This
basaltic detritus forms what is called the black cotton soil by the
English, for what reason I know not. [W. H. S.] The reason is that
cotton is very largely grown in the Nerbudda Valley, both on the
black soil and other soils. In Bundelkhand the black, friable soil,
often with a high proportion of organic matter, is called 'mar', and
is chiefly devoted to raising crops of wheat, gram, or chick-pea
(_Cicer arietinum_), linseed, and joar (_Holcus sorghum_). Cotton is
also sown in it, but not very generally. This black soil requires
little rain, and is fertile without manure. It absorbs water too
freely to be suitable for irrigation, and in most seasons does not
need it.

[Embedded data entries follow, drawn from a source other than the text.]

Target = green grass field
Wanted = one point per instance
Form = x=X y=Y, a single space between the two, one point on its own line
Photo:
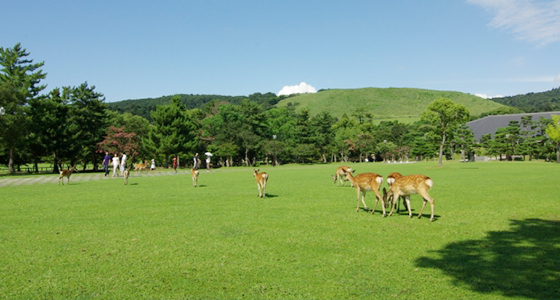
x=496 y=235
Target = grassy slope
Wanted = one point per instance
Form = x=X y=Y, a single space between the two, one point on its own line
x=385 y=103
x=161 y=238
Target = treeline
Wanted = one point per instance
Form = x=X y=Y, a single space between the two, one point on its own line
x=73 y=126
x=143 y=107
x=534 y=102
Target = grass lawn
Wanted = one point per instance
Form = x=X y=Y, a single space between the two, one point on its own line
x=496 y=235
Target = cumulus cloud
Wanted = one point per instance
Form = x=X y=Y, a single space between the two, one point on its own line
x=488 y=97
x=297 y=89
x=529 y=20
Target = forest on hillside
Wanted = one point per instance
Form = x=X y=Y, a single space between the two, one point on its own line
x=143 y=107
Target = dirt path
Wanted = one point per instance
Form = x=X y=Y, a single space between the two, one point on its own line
x=53 y=179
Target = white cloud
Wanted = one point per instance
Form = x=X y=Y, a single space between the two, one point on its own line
x=297 y=89
x=529 y=20
x=488 y=97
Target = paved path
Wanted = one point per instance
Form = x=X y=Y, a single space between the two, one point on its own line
x=43 y=179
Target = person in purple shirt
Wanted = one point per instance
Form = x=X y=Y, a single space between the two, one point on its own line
x=106 y=160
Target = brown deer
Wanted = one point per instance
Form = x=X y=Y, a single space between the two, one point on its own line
x=340 y=174
x=65 y=173
x=261 y=178
x=125 y=175
x=390 y=179
x=367 y=182
x=409 y=185
x=194 y=175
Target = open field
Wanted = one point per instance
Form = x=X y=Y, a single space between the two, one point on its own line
x=496 y=235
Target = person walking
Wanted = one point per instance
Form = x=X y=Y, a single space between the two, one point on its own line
x=116 y=164
x=153 y=166
x=195 y=161
x=106 y=160
x=123 y=162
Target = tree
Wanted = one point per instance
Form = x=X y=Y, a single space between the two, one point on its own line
x=553 y=132
x=50 y=127
x=445 y=116
x=173 y=130
x=19 y=83
x=89 y=122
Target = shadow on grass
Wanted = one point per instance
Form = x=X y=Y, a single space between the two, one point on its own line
x=521 y=262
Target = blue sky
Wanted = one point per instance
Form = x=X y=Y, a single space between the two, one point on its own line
x=142 y=49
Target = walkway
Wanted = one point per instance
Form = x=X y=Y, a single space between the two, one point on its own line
x=53 y=178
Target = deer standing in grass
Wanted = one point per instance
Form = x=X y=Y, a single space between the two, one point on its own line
x=367 y=182
x=125 y=175
x=65 y=173
x=409 y=185
x=340 y=174
x=390 y=179
x=261 y=178
x=194 y=175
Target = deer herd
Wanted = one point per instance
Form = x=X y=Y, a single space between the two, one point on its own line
x=400 y=187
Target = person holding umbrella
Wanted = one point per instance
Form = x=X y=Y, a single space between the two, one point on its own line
x=208 y=155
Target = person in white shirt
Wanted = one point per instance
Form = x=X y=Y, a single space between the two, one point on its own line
x=116 y=164
x=123 y=162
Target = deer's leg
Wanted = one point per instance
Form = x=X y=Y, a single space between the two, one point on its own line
x=427 y=199
x=395 y=196
x=409 y=208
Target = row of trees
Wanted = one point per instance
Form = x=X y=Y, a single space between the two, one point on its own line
x=72 y=125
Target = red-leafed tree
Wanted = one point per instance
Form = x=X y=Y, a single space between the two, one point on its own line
x=117 y=140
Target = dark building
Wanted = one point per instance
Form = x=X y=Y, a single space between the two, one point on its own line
x=490 y=124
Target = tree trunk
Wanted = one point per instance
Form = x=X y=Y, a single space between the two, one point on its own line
x=11 y=162
x=440 y=160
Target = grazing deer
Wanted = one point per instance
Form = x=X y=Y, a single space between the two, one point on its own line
x=65 y=173
x=194 y=175
x=261 y=178
x=367 y=182
x=409 y=185
x=390 y=179
x=125 y=175
x=340 y=174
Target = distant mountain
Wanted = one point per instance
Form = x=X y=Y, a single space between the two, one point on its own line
x=534 y=102
x=402 y=104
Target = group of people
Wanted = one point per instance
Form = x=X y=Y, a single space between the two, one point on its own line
x=119 y=163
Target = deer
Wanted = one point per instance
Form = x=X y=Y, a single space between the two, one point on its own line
x=65 y=173
x=261 y=178
x=125 y=175
x=339 y=175
x=409 y=185
x=390 y=179
x=194 y=175
x=367 y=182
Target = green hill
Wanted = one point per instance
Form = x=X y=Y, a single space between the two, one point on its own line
x=402 y=104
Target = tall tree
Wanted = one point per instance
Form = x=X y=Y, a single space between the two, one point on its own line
x=553 y=132
x=445 y=116
x=19 y=83
x=50 y=126
x=89 y=121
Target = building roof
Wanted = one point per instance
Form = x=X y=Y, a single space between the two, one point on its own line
x=490 y=124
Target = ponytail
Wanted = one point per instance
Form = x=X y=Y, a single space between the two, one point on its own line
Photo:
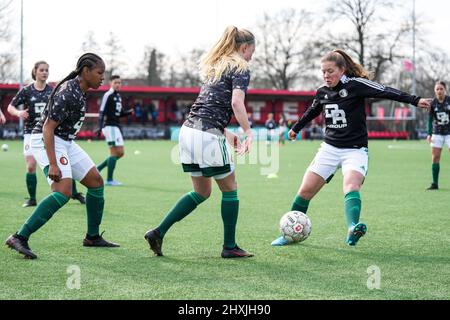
x=223 y=56
x=344 y=61
x=89 y=60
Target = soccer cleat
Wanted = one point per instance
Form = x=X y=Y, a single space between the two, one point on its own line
x=20 y=244
x=280 y=241
x=355 y=233
x=235 y=252
x=433 y=186
x=79 y=196
x=30 y=203
x=98 y=241
x=154 y=239
x=113 y=183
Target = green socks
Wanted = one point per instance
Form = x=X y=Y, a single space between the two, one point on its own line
x=43 y=212
x=95 y=203
x=352 y=208
x=185 y=205
x=102 y=165
x=300 y=204
x=31 y=181
x=230 y=210
x=435 y=169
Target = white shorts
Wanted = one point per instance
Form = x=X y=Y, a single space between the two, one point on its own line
x=438 y=141
x=329 y=159
x=73 y=161
x=205 y=154
x=26 y=145
x=113 y=136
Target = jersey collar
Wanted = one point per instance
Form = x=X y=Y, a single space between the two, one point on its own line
x=344 y=79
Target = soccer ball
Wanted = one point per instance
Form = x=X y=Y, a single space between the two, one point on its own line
x=295 y=226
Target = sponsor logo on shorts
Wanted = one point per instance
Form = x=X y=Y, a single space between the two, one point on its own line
x=63 y=160
x=343 y=93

The 'black cotton soil' is often known as _regur_, a
corruption of a Tamil word. 'The origin of _regur_ is a doubtful
question. . . . The dark coloration was attributed by earlier writers
to vegetable matter, and taken to indicate a large amount of humus in
the soil; more recent investigations make this doubtful, and in all
probability the colour is due to mineral constitution rather than to
the very scanty organic constituents of the soil,' It may possibly be
formed of 'wind-borne dust', like the loess plains of China (Oldham,
in _The Oxford Survey of the British Empire_, vol.